There’s a thing people in AI safety leave unspoken: if we do align AI successfully (far from a given), we still have the problem of who it’s aligned to.
After nature, governments have been responsible for the largest death counts in human history through war and famine:
WWII: 35-118M
Mongol conquests: 40-80M (Genghis Khan, Kublai Khan, Timur)
Mao Zedong: 14-80M (including the Great Leap Forward famine)
The thing that has historically restrained governments during crises, wars, and swings toward extremism is that citizens are necessary. You need people to run the factories, fight the wars, grow the food, operate the bureaucracy. This gives populations leverage even under authoritarian rule, and it’s a big part of why democracies emerged at all.
AI changes that. With AI police, AI managers, AI workers, and AI soldiers, some of the worst episodes in human history would have played out very differently. A government that doesn’t need its citizens for labour or warfare has much less reason to keep them happy, or alive. The balance of power shifts in a way we haven’t seen before.
Most “pause AI” advocacy doesn’t mention pausing or monitoring government military or intelligence work, but it should. Most safety orgs are hesitant to say this because they want to keep working with governments. We are just starting to talk about it but often use euphemisms. We say “coups” or “dictators” and never mention that our own government is at risk, and it’s the only one we have a vote in.
The AI should be aligned with people and norms, not individuals or positions of power.
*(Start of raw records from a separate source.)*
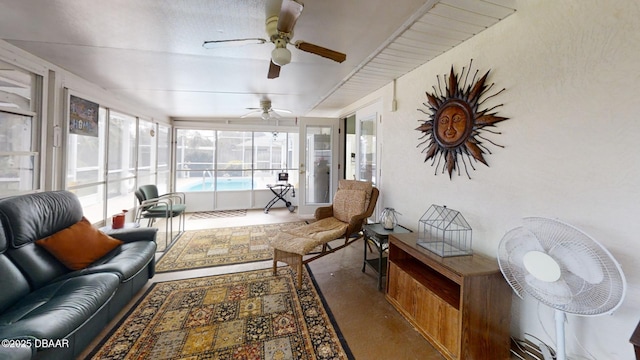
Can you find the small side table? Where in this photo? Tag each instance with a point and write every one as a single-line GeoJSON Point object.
{"type": "Point", "coordinates": [377, 235]}
{"type": "Point", "coordinates": [109, 228]}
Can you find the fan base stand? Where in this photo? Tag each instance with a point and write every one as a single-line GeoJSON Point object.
{"type": "Point", "coordinates": [560, 345]}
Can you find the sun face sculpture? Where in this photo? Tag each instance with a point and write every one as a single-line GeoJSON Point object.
{"type": "Point", "coordinates": [453, 133]}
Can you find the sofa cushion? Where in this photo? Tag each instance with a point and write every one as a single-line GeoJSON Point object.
{"type": "Point", "coordinates": [125, 261]}
{"type": "Point", "coordinates": [348, 203]}
{"type": "Point", "coordinates": [13, 284]}
{"type": "Point", "coordinates": [27, 218]}
{"type": "Point", "coordinates": [58, 309]}
{"type": "Point", "coordinates": [79, 245]}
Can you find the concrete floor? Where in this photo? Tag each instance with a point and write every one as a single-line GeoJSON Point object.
{"type": "Point", "coordinates": [372, 328]}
This can be a Schelling point if we just get it within the Overton window.
There’s a thing people in AI safety leave unspoken: if we do align AI successfully (far from a given), we still have the problem of who it’s aligned to.
My ideas about alignment derive from the dark ages when we talked about “Friendly AI”, and I do not keep up with today’s “AI safety” literature in any systematic way.
But may I point out that today’s literature makes a basic distinction between “intent alignment” and “values alignment”. An “intent-aligned” AI is really good at discerning what its user wants and fulfilling that; whereas a “values-aligned” AI makes its decisions on the basis of values, not just scrupulous obedience.
This can still be mapped onto your dichotomy between “leviathan” and “the people”, e.g. if you can identify different class interests distinct enough to become different value systems. But in general, if your proposal is to align AI with “the people”, you face the problem that the people are actually a mass of individuals with distinct and often contradictory values.
I think within the field of AI safety, there is in fact considerable awareness of the problem of AI-enhanced abuse of power. AI dictatorship is a long-known form of “s-risk”, though lately people have talked more about the CEOs of AI companies becoming the absolute rulers of the world, and it’s only as America and China incorporate AI into their militaries and governments, that people again begin to talk about governmental dictatorship.
However, we do not know how stable AI-enhanced human dictatorship is, compared to outright takeover by AIs themselves. Delegate everything to intelligent machines, and there’s a good chance that some purpose native to the machines will emerge and overwhelm the diktats of the human dictator.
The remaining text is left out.